The test results fall into three bands: high (chemo will have significant benefit in preventing the cancer returning), intermediate (some benefit) and low (negligible benefit). My result was low. High would have meant having chemotherapy, and intermediate would have been even more difficult – having to make a decision!
I will now have two treatments to help prevent the cancer returning:
- Tamoxifen tablets – one a day for ten years, although this will be reviewed, and perhaps changed, after five years (the prescription charge exemption will certainly come in handy). This is a small, tasteless, 20mg pill which can be taken with or without food, at the same time every day. I’m going to take it when I get up in the morning, although if I have side effects, I may switch this to the evening. I popped my first one at the bus stop on the way home from hospital.
- Radiotherapy – three weeks visiting Bart’s hopsital every weekday to have the area where my tumour was blasted with radiation. This will almost certainly start in January, but I will have an appointment with the oncological radiologist first.
Both of these treatments have a fairly long and slightly scary list of possible side effects (including causing cancer!), but I’ll cross those bridges if and when I come to them.

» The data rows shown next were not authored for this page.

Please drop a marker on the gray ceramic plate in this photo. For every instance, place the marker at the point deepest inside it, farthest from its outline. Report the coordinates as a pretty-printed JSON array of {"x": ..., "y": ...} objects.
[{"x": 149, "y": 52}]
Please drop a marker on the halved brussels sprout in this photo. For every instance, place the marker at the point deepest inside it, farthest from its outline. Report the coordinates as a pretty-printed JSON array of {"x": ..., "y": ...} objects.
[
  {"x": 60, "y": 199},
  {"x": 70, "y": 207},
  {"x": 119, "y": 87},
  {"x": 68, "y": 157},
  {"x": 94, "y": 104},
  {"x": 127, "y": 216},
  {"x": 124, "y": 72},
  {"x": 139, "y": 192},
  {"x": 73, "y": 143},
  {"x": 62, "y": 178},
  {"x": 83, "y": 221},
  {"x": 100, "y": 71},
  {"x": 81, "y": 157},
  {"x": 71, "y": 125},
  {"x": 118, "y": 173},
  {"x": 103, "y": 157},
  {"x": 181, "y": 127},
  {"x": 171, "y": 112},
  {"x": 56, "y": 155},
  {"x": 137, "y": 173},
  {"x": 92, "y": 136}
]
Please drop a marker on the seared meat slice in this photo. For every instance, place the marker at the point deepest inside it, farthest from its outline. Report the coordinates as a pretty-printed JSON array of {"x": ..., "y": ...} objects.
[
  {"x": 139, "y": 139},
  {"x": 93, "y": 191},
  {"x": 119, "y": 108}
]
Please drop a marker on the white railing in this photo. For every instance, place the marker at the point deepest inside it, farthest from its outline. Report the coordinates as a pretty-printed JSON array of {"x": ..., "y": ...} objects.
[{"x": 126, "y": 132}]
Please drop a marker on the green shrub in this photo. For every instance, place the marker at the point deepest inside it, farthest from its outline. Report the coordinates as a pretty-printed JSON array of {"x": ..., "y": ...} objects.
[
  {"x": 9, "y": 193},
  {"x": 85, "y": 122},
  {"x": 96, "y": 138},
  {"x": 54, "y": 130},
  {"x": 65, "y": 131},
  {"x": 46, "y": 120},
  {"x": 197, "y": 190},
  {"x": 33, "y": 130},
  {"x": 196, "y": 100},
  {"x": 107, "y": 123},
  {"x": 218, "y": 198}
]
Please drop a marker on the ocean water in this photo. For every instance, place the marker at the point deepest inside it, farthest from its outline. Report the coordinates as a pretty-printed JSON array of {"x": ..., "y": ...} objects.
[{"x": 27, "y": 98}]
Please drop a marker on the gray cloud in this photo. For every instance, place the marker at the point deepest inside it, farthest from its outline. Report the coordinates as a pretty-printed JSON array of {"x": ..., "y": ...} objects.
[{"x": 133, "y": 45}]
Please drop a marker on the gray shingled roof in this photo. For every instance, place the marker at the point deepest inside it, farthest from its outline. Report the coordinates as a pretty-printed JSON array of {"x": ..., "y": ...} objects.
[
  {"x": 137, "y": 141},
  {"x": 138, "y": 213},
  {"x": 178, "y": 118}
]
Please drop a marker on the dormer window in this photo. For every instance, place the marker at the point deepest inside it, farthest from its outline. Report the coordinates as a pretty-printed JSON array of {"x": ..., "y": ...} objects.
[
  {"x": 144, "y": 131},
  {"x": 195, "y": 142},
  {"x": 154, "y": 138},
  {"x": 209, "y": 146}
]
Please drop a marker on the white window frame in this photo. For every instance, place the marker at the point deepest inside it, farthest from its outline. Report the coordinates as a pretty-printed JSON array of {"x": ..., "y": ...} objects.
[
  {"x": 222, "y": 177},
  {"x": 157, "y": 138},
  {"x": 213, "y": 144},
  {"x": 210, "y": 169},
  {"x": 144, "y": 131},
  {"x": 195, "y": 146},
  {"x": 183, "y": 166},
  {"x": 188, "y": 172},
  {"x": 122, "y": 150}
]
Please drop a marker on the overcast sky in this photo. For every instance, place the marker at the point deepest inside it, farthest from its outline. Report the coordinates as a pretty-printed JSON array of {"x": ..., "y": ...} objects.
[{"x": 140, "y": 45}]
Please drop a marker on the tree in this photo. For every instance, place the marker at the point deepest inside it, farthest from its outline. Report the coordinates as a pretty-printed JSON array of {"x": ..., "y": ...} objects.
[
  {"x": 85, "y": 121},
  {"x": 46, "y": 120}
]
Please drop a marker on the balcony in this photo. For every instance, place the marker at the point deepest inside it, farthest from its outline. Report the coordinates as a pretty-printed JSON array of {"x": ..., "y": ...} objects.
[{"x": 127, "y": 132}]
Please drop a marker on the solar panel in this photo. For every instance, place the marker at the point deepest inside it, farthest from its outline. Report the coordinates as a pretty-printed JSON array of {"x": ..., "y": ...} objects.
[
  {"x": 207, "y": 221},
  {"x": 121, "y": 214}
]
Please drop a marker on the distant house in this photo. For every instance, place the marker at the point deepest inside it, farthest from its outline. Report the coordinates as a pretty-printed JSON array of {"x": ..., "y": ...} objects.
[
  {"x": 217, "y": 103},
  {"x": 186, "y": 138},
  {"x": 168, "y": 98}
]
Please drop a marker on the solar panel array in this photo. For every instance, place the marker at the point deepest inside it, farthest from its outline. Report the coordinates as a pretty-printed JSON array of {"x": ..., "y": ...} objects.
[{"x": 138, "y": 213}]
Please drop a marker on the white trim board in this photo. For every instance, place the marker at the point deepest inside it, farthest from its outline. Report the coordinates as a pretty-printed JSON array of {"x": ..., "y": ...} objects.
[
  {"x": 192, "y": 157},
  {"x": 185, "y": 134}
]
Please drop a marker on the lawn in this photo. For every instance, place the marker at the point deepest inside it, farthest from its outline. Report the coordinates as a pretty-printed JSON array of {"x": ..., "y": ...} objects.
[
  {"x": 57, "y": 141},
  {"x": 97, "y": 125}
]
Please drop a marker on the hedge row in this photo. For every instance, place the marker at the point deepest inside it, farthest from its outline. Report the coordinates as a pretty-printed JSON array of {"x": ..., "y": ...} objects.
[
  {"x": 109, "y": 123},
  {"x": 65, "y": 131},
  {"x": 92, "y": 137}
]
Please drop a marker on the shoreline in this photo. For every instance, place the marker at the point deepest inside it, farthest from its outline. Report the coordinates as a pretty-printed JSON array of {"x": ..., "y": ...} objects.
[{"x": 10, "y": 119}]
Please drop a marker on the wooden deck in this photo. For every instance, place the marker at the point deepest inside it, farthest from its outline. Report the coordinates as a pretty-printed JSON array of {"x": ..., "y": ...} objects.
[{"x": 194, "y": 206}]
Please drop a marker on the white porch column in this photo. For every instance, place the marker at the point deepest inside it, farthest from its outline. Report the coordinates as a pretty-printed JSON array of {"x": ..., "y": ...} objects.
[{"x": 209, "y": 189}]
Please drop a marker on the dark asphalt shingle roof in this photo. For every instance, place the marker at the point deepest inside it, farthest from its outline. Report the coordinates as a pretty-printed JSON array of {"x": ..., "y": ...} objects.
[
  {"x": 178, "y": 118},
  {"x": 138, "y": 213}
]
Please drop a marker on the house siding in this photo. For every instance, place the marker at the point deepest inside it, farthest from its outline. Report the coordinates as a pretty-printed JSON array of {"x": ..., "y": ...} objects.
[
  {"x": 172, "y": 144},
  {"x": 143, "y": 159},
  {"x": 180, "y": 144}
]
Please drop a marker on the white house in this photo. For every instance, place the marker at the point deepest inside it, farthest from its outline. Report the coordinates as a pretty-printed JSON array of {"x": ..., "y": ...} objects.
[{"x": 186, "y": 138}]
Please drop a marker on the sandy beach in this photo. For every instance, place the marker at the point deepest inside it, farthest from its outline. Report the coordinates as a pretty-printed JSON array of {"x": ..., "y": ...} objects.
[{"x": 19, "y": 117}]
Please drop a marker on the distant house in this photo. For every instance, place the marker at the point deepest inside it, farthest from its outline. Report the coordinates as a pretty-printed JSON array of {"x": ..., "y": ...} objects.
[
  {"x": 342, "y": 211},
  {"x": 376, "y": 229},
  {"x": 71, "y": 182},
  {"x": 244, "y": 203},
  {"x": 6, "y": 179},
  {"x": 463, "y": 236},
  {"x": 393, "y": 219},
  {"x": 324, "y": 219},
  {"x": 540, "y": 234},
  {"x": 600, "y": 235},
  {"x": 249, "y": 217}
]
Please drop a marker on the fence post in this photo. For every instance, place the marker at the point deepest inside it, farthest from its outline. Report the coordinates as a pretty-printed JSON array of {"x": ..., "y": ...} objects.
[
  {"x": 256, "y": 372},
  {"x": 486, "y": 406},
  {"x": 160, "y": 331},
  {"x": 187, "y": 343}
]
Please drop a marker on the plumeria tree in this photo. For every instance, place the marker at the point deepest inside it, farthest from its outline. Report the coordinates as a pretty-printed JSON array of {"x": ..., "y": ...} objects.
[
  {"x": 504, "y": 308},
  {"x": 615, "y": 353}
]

Before leaving the hospital, I had blood tests taken, mainly to establish whether I have been through the menopause or not. Strange question, you may think, but as I have an intra-uterine device, I don’t have periods so I don’t know. And as I have forgotten exactly what sort of IUD I have, I need to find the paperwork that came with it or ring the clinic that fitted it. Where I am with the menopause makes a difference to the effect that the treatments will have on me, and whether the tamoxifen shoudl at some point be switched to a different hormone treatment.
So – not out of the woods yet, but the cancer has gone and an arsenal of pills and microwaves is going to stop it coming back. And even if that knocks me over for a while, all in all it’s going to be a happy new year.